Take a standard mobile phone with camera, add some software and take a 3D scan of any object. It is that easy and you don't need extra hardware - a problem for the Kinect?
A team at ETH Zurich has managed to get the necessary optical processing code to work out a 3D reconstruction from a set of 2D photos. All the user has to do is move the phone around the object and the software works out when to take pictures. It knows where it is by using the accelerometers to calculate its position relative to the first picture taken. The user also gets feedback on what parts of the object have been covered and can add views to, for example, see behind the object.
Such computations previously needed a big computer, but now with optimization and the help of a GPU they can be done on a modest mobile phone. As no server is involved in the processing, the phone can be used to capture a 3D model even when not connected to the Internet.
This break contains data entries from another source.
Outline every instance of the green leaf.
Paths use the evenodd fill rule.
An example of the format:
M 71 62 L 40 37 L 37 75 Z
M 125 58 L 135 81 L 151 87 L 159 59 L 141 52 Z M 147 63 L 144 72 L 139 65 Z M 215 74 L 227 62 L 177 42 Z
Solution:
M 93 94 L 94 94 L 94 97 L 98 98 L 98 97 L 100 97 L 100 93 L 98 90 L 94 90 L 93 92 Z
Although the ability to scan an object using a simple phone is a great tool, it isn't going to push out 3D cameras like the Kinect. Depth cameras provide a real time flow of depth information that can be used by robots and game players. The usefulness of this sort of software is in capturing isolated 3D models. The examples given in the video, i.e. scanning museum exhibits, sound great, but it isn't clear how well this would go down with curators who normally ban any sort of photography. Even so you can believe that there are reasons for wanting the app.
What is more interesting is to speculate on where this single-sensor multiple view 3D reconstruction could go in the future. The reason that 3D cameras are useful in vision tasks is that the images they produce have far more redundancy. In a color image two close pixels of the same color aren't necessarily part of the same 3D object, but two close pixels at the same depth in a depth image are very likely to be part of the same 3D object. This makes implementing computer vision algorithms much easier. If you can extract 3D depth data from a single sensor moving to different points of view you can use the same depth algorithms to implement computer vision. It could be the breakthrough in computer vision we are looking for.
The big problem is that the ETH Zurich press release ends with the chilling line:
The patent pending technology was developed exclusively by ETH Zurich and can run on a wide range of current smartphones.
This is a very clever technique but patentable?